[mvapich-discuss] mvapich & mpiexec

Tue May 29 15:24:21 EDT 2007

koop at cse.ohio-state.edu wrote on Tue, 29 May 2007 10:42 -0400:
[pw said:]
> > Before I check it in, can you provide some commentary on the reason
> > for the two sets of accept(), read(), write() for every task?  On
> > the surface this would seem like a major barrier to scalability.
> > There must be a good reason to get the hostids out first, then have
> > the tasks come back for the addresses.
> 
> The reason here to allow extended functionality. Information
> about process/host pairs are exchanged prior to QP setup in order to allow
> QPs to be setup in efficient ways. In particular, if multiple HCAs are
> available, QPs should utilize them efficiently.
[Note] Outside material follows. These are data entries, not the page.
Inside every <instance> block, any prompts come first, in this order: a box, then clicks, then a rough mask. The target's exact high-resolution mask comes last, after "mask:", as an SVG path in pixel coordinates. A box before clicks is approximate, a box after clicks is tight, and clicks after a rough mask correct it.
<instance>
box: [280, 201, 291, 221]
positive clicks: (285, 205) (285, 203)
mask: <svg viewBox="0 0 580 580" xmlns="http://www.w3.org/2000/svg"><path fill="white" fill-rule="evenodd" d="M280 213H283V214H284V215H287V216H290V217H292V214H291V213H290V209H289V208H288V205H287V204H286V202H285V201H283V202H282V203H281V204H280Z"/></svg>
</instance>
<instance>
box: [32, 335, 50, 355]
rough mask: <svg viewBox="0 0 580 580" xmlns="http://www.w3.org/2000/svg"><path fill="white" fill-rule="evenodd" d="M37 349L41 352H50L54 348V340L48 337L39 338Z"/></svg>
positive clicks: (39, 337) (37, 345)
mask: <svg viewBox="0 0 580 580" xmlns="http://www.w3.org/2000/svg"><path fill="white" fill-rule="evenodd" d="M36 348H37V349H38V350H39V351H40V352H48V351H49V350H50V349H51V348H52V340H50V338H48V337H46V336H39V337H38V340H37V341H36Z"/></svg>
Also, knowing the ranks on
> a single node allows better use of multiple paths through the network --
> all of this is required before QP setup.
> 
> Scalability has not been a problem and has been extended to multi-thousand
> processes.

Okay, I'll add something about multi-NIC support, for the curious.
But you haven't really explained why you need to disconnect the TCP
socket after exchanging hostids, then have everybody reconnect
again.  Perhaps you are changing the ranks of processes on a
particular node once they receive the hostid information?  Otherwise
it would seem just as easy to send all the information across the
same socket:  hostids, addresses, and pids.

Experiments with mpiexec and mvapich1 on the 8000-processor Sandia
cluster showed that PBS executable startup was the slowest part of
job launch, followed closely by the all-to-one communication
required during job startup.  Each of the 8000 nodes does a full
SYN-SYN-ACK TCP setup with the single mpiexec (or mpirun_rsh)
process, all at roughly the same time.  Ethernet packet losses cause
significant delays.  Adding another set of FIN-ACK-FIN-ACK and
SYN-SYN-ACK handshake messages to the startup will make things even
slower, especially as the processes have become fully synchronized
after the first round, exacerbating congestion problems.

Just some words to point out how you should expect this change to be
visible to high-end users.  For small clusters this effect should
not be noticable.  But most importantly, things do work again.

		-- Pete